Ante las circunstancias que nos encontramos tendemos a creer que todo el problema está fuera de nosotros y  sentimos impotencia ante los obstáculos. En realidad todo el poder que tenemos está en la mente y en los recursos que tenemos. Lo que necesitamos es un ajuste de lo que disponemos y lo que nos limita, crear nuestra propia brújula emocional que nos acompañe durante el viaje por la vida. Muchas veces naufragamos y si carecemos de esa brújula interior nos perdemos en los demás y en sus caminos.

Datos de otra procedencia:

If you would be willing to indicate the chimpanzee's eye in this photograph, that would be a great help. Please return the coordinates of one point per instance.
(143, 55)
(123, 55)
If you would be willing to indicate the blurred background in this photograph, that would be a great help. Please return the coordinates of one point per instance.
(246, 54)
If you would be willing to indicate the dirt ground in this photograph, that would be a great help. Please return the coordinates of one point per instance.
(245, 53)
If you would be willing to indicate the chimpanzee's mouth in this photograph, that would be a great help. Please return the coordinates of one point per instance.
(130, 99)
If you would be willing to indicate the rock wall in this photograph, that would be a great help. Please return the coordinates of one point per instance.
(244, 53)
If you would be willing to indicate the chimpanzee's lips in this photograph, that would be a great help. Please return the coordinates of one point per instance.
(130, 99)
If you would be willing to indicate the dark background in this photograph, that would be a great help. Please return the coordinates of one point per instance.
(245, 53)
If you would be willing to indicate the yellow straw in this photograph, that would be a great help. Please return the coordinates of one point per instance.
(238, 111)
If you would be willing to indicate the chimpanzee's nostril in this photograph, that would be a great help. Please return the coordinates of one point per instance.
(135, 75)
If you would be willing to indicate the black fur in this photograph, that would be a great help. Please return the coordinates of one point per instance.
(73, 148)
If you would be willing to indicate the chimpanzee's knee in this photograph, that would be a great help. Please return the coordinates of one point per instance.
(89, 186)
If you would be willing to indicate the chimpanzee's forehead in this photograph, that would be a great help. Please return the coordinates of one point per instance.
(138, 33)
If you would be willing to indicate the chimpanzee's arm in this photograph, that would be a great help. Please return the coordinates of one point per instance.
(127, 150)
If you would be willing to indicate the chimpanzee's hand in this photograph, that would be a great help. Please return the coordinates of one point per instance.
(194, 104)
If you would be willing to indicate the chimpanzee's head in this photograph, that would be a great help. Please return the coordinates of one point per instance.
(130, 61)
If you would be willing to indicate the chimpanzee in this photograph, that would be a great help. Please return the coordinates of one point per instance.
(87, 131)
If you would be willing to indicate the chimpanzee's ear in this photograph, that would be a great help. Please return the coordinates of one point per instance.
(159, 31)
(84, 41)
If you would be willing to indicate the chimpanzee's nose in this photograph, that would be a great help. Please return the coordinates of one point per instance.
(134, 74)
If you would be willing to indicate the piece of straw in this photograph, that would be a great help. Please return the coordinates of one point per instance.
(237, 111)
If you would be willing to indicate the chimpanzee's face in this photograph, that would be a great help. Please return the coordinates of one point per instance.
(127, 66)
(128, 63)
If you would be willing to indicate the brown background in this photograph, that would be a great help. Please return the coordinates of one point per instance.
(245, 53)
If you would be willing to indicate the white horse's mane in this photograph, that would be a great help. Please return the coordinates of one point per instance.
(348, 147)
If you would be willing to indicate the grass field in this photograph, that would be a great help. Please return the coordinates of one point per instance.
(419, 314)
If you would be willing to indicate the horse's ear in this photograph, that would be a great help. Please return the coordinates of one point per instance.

El primer paso hacia crear esa brújula, es conocerse a uno mismo. Es un trabajo interno muy profundo, que pone a prueba todas nuestras creencias y limitaciones hasta el punto de darnos cuenta que nada es lo que parece, que el mundo exterior no debe determinar quiénes somos. Es más, nos ofrece miles de oportunidades, a través de personas, situaciones y conflictos para trabajar en nosotros y crecer. Tenemos que abandonar las excusas que nos llevan al victimismo y empezar a tomar decisiones. Estamos de acuerdo que muchas cosas de las que nos pasan no nos parecen justas o merecidas, pero echarnos a llorar no nos lleva a ninguna parte. Hay muchísimos ejemplos de personas que llegan a transformarse tomando una actitud radical en sus vidas y es dejar de ser víctimas pasivas y atrapadas en la realidad, convirtiéndose en creadores   de las propias circunstancias a medida de sus posibilidades. No se trata de que te conviertas en alguien diferente de lo que eres, se trata de sacar  a  la luz tú verdadero ser, en el que crees, quieres y valoras.

Las terapias individuales tienen como objetivo prestar atención personal, asegurar la confidencialidad y la intimidad. El paciente siente la total libertad de expresarse sin que se sienta juzgado, criticado y cuestionado. Son acompañamiento encaminado hacia la sanación del propio yo y el descubrimiento de creencias limitadoras. A través de técnicas adecuadas se logra tomar consciencia, desaprender pautas dañinas y aprender nuevas formas de ver y entender a la vida. Durante las terapias se aprende a conocer las propias emociones, se favorece el contacto con los sentimientos y  se facilita la expresión adecuada de cada uno de ellos. Afrontando  los miedos, se reduce la ansiedad y la depresión, aumenta la autoestima y se crea auto imagen correcta y realista. En casos de víctimas de violencia o abusos sabemos, que las consecuencias en la salud mental son graves. Sufrir malos tratos o humillaciones se asocia a una serie de características de personalidad que reflejan un estado de desajuste o malestar generalizado y permanente que genera cambios emocionales profundos y obliga a la víctima a adaptarse a esta situación. Por lo tanto la atención es más especial y especifica.